The acquisition was accounted for using the purchase method of accounting and the operations of Song Long are included in the Company’s consolidated results from the date of the acquisition. At the acquisition date, the purchase price allocations were based on preliminary estimates. These estimates were subject to revision after the Company completed final negotiation of working capital adjustments to the purchase price and fair value analysis. During the fourth quarter of 2007, the Company completed the final negotiation, which resulted in an addition to the purchase price of approximately $0.3 million of acquisition costs, the assumption of $1.5 million of accounts payable and the holdback of $1.0 million subject to the fulfillment of certain contractual obligations by the seller. These obligations were fulfilled and payments totaling $1.0 million were made during the first quarter of 2008.
At June 28, 2008, the Company completed its final purchase price allocations and determined that no material value was obtained from other identifiable intangible assets. All Song Long goodwill and assets are recorded in the electronics business unit segment and reflected in the Asia-Pacific geographical area. Pro forma financial information is not presented due to amounts not being materially different than actual results. Goodwill for the acquisition is expected to be deductible for tax purposes. The following table sets forth the purchase price allocation for the acquisition of Song Long in accordance with the purchase method of accounting with adjustments to record the acquired assets and liabilities of Song Long at their estimated fair market or net realizable values.
Purchase price allocation (in thousands) | ||||
Inventory | $ | 1,186 | ||
Property, plant and equipment | 1,290 | |||
Goodwill | 5,311 | |||
Current liabilities | (1,500 | ) | ||
$ | 6,287 | |||
On February 29, 2008, the Company acquired Shock Block Corporation (“Shock Block”), a leading manufacturer in ground fault technology located in Dallas, Texas, for $9.2 million less a holdback of $0.9 million subject to the fulfillment of certain contractual obligations by the seller.
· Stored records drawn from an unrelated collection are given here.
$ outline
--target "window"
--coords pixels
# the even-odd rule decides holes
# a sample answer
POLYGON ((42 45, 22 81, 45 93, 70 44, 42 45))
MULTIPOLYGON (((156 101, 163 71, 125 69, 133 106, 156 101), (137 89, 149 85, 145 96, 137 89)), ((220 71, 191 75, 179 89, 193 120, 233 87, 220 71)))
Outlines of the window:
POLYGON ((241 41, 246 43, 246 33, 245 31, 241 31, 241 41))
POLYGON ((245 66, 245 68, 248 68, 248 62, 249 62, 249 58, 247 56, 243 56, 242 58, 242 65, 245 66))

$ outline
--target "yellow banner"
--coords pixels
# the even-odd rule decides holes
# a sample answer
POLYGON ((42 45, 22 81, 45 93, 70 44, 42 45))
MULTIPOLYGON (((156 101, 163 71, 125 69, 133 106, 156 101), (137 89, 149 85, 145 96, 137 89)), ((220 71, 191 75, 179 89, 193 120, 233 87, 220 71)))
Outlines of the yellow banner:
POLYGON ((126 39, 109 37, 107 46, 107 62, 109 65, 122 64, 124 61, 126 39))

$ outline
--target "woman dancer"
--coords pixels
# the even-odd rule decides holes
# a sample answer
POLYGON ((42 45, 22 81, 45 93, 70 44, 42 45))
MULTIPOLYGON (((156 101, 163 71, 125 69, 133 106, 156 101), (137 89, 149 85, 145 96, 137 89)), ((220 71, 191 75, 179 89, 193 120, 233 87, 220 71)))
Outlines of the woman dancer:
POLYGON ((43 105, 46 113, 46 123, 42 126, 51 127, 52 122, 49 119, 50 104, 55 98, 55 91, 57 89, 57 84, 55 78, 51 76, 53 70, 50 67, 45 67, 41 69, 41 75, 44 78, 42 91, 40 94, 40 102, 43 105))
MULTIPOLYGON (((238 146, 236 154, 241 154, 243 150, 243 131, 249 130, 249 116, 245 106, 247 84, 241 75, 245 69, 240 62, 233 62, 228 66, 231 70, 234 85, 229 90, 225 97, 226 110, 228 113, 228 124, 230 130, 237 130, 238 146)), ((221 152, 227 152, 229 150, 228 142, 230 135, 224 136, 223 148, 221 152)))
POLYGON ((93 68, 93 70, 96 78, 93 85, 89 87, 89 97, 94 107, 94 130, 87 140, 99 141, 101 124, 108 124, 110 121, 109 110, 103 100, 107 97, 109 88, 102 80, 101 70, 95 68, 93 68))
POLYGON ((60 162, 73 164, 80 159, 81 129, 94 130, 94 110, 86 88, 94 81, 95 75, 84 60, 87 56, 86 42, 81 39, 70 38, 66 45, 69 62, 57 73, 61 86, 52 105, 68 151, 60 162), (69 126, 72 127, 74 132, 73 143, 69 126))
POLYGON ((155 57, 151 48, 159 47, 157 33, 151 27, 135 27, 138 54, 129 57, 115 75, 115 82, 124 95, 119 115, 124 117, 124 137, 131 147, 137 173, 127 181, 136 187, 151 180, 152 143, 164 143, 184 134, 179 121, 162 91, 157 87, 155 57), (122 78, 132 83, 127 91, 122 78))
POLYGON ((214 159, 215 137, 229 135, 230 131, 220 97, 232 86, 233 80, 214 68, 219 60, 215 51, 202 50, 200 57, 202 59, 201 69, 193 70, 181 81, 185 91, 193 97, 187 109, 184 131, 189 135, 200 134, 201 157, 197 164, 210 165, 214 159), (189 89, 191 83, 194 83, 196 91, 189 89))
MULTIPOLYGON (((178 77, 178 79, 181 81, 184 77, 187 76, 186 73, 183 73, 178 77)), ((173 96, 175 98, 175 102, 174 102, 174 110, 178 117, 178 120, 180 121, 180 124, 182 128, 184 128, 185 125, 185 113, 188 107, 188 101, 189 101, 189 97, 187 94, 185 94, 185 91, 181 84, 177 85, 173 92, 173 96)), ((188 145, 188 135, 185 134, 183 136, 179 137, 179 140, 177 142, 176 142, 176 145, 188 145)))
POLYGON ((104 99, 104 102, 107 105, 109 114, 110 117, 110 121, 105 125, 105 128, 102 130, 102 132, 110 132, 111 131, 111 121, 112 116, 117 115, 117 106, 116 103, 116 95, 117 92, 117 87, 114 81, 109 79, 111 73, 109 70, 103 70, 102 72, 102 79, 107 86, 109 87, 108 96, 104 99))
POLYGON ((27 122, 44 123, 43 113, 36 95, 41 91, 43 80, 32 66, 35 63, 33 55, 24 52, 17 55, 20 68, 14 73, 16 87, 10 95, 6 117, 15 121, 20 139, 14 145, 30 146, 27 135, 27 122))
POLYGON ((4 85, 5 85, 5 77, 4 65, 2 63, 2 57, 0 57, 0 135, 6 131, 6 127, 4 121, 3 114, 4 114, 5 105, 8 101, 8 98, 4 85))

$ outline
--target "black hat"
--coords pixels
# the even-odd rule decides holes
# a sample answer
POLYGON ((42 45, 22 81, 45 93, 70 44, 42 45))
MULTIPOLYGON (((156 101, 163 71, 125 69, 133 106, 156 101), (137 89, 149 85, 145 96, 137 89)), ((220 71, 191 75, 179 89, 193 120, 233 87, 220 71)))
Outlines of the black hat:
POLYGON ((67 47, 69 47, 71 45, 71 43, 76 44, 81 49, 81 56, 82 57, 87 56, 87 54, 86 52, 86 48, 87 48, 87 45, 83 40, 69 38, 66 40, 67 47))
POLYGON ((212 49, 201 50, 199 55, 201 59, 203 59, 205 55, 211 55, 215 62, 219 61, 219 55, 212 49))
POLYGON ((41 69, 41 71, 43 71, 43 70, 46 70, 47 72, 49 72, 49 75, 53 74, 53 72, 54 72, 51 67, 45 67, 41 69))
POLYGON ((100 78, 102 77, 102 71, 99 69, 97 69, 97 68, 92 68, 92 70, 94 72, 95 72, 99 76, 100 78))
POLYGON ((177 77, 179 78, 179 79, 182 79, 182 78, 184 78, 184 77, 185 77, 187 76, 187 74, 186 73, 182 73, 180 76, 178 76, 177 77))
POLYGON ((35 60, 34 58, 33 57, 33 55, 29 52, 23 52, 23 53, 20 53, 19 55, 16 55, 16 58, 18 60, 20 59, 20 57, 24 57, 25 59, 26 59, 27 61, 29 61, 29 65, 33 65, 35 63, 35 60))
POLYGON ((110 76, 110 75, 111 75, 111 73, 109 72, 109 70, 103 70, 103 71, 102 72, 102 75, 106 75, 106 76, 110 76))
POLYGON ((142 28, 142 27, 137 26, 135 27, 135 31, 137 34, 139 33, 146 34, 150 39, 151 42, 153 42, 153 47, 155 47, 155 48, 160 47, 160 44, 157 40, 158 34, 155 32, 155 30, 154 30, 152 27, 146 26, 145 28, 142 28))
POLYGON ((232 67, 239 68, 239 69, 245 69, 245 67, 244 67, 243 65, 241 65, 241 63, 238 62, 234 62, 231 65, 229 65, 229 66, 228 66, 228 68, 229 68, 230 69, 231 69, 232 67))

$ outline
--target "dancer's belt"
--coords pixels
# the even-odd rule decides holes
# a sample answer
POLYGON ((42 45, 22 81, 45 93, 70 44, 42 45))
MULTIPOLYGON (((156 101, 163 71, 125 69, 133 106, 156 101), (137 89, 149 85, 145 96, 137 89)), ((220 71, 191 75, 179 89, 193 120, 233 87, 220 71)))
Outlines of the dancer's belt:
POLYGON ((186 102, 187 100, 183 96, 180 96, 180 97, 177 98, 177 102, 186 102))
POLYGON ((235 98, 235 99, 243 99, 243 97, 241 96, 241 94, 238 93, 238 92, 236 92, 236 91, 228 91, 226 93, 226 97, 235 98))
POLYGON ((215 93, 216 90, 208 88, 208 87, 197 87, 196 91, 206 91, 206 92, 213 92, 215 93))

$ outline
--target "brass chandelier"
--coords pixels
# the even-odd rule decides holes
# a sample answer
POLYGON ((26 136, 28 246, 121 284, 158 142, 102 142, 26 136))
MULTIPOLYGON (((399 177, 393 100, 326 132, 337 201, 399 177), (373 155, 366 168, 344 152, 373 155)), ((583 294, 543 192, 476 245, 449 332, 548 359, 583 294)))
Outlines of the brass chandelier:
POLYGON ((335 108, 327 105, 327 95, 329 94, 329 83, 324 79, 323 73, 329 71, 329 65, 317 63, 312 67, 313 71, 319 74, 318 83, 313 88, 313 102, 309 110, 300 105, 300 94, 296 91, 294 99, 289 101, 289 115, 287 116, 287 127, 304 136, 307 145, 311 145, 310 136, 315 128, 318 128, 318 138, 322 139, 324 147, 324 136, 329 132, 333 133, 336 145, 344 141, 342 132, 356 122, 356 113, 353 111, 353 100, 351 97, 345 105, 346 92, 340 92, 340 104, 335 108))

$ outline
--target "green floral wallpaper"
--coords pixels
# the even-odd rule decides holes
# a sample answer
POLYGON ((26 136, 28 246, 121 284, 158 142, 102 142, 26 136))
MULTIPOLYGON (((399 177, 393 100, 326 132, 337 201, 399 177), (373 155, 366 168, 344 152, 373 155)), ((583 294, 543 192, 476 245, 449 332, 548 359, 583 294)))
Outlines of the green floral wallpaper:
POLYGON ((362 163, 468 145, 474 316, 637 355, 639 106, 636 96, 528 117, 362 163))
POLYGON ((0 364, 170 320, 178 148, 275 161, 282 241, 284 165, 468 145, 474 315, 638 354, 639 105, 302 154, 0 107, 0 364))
The Company primarily acquired certain intellectual property rights including customer lists, trademarks and tradenames. The Company funded the acquisition with cash and has continued to operate Shock Block’s electrical business subsequent to the acquisition. The Shock Block acquisition expands the Company’s portfolio of protection products for commercial and industrial applications and strengthens the Company’s position in the circuit protection industry.
The acquisition was accounted for using the purchase method of accounting and the operations of Shock Block were included in the Company’s consolidated results from the date of the acquisition. The following table sets forth the preliminary purchase price allocations for Shock Block’s assets in accordance with the purchase method of accounting with adjustments to record the acquired assets at their estimated fair market or net realizable values.
Purchase price allocation (in thousands) | ||||
Goodwill | $ | 7,595 | ||
Customer lists | 2,442 | |||
Other assets, net | 91 | |||
Deferred tax liability | (928 | ) | ||
$ | 9,200 | |||
All Shock Block goodwill and other assets are recorded in the electrical business unit segment and reflected in the Americas geographical area based on preliminary estimates of fair values during the first quarter of 2008. These estimates are subject to revision after the Company completes final negotiation of working capital adjustments to the purchase price and preliminary fair value analysis, which may result in an allocation to identifiable intangible assets. Pro forma financial information is not presented due to amounts not being materially different than actual results. Goodwill for the above acquisition is not expected to be deductible for tax purposes.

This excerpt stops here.